Owen Oertell,Jonathan D. Chang,Yiyi Zhang,Kianté Brantley,Wen Sun
2024-06-22
Abstract:Reinforcement learning (RL) has improved guided image generation with diffusion models by directly optimizing rewards that capture image quality, aesthetics, and instruction following capabilities. However, the resulting generative policies inherit the same iterative sampling process of diffusion models that causes slow generation. To overcome this limitation, consistency models proposed learning a new class of generative models that directly map noise to data, resulting in a model that can generate an image in as few as one sampling iteration. In this work, to optimize text-to-image generative models for task specific rewards and enable fast training and inference, we propose a framework for fine-tuning consistency models via RL. Our framework, called Reinforcement Learning for Consistency Model (RLCM), frames the iterative inference process of a consistency model as an RL procedure. Comparing to RL finetuned diffusion models, RLCM trains significantly faster, improves the quality of the generation measured under the reward objectives, and speeds up the inference procedure by generating high quality images with as few as two inference steps. Experimentally, we show that RLCM can adapt text-to-image consistency models to objectives that are challenging to express with prompting, such as image compressibility, and those derived from human feedback, such as aesthetic quality. Our code is available at <a class="link-external link-https" href="https://rlcm.owenoertell.com" rel="external noopener nofollow">this https URL</a>.
Computer Vision and Pattern Recognition,Artificial Intelligence,Machine Learning
What problem does this paper attempt to address?
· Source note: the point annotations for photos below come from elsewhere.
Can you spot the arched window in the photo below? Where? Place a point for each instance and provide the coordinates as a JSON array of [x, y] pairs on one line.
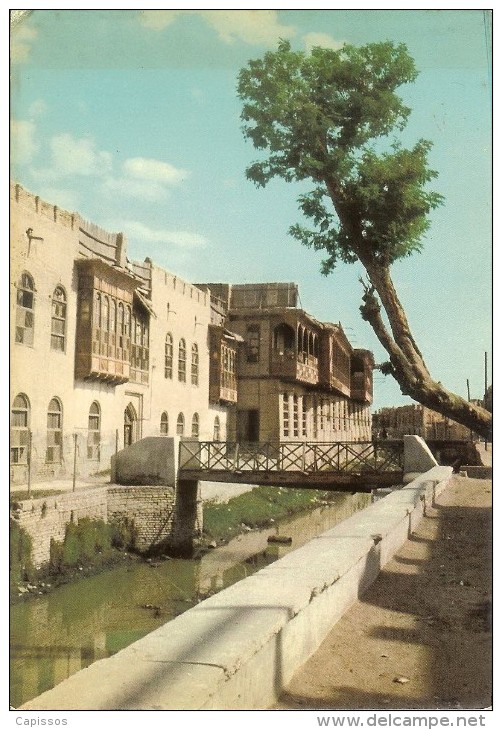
[[127, 321], [54, 432], [195, 425], [195, 364], [253, 342], [105, 313], [25, 318], [94, 432], [58, 323], [19, 429], [97, 310], [284, 338], [168, 357], [182, 362], [113, 315]]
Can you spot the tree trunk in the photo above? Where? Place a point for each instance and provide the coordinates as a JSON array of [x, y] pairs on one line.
[[406, 363]]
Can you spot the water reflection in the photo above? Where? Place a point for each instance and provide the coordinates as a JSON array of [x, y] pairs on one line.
[[56, 635]]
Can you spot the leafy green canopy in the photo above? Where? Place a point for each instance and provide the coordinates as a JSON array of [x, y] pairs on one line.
[[322, 117]]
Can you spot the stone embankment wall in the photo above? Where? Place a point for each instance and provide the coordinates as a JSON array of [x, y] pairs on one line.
[[152, 511], [46, 517], [238, 649]]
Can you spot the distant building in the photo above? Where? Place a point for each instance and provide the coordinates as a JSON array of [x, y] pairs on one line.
[[396, 422], [297, 378]]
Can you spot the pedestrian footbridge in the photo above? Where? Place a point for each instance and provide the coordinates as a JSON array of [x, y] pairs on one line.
[[338, 466]]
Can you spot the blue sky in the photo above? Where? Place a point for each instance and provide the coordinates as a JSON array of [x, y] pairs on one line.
[[131, 118]]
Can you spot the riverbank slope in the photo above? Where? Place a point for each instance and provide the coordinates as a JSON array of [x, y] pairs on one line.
[[420, 637]]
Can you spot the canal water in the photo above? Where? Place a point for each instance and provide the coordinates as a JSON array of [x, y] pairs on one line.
[[57, 634]]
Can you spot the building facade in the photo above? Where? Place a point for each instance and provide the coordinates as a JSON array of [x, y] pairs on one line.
[[298, 379], [104, 351]]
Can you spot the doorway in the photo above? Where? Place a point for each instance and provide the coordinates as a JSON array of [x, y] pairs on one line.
[[130, 425]]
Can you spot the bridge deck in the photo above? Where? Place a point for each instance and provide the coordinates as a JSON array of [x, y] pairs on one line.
[[336, 466]]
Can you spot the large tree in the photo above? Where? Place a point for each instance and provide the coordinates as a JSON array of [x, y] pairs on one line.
[[331, 117]]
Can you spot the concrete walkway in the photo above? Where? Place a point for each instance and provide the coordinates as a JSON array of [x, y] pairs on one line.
[[420, 637]]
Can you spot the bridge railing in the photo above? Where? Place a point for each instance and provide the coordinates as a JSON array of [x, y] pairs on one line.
[[372, 457]]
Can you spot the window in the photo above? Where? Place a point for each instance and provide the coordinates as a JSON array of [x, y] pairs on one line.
[[25, 310], [285, 415], [253, 342], [195, 425], [195, 364], [54, 432], [120, 331], [168, 357], [19, 430], [182, 362], [94, 432], [295, 415], [58, 323]]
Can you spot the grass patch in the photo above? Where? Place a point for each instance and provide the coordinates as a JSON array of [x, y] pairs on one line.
[[258, 507]]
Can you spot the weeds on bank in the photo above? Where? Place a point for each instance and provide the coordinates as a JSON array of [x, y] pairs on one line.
[[260, 507]]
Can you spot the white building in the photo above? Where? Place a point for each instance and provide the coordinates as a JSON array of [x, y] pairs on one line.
[[104, 351]]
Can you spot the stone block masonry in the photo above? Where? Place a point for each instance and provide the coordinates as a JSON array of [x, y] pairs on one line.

### Problems the Paper Aims to Solve This paper aims to address two main issues: 1. **Difficulty in generating high-quality images**: - In text-to-image generation tasks, diffusion models can generate realistic images, but their generation process relies on step-by-step denoising, making it difficult to generate high-quality images, especially when downstream task goals need to be specified through prompts. - Diffusion models face challenges in generating images required for specific tasks because the goals of these tasks are difficult to express through simple prompts. 2. **Slow generation speed**: - The generation process of diffusion models requires multiple iterations, leading to slow generation speed. This not only increases inference time but also makes the iterative process of prompt tuning computationally intensive. - Slow generation and training times pose obstacles to practical applications, especially in scenarios requiring quick responses or large-scale generation. To overcome these issues, the authors propose a new framework—Reinforcement Learning for Consistency Models (RLCM). This framework models the multi-step inference process of consistency models as a Markov Decision Process (MDP) and uses reinforcement learning methods to optimize the reward function for specific tasks. Compared to existing diffusion model-based methods, RLCM has the following advantages: - **Faster training and inference speed**: Due to the shorter inference process of consistency models, RLCM can complete training and generate high-quality images in less time. - **Higher generation quality**: RLCM demonstrates better performance across multiple tasks (such as image compressibility, incompressibility, prompt-image alignment, and aesthetic scoring), generating higher quality images. - **Better generalization ability**: RLCM maintains good generation quality on unseen prompts, showing strong generalization capabilities. In summary, RLCM provides a faster and higher-quality solution for text-to-image generation tasks by combining the efficient inference capabilities of consistency models with the optimization capabilities of reinforcement learning.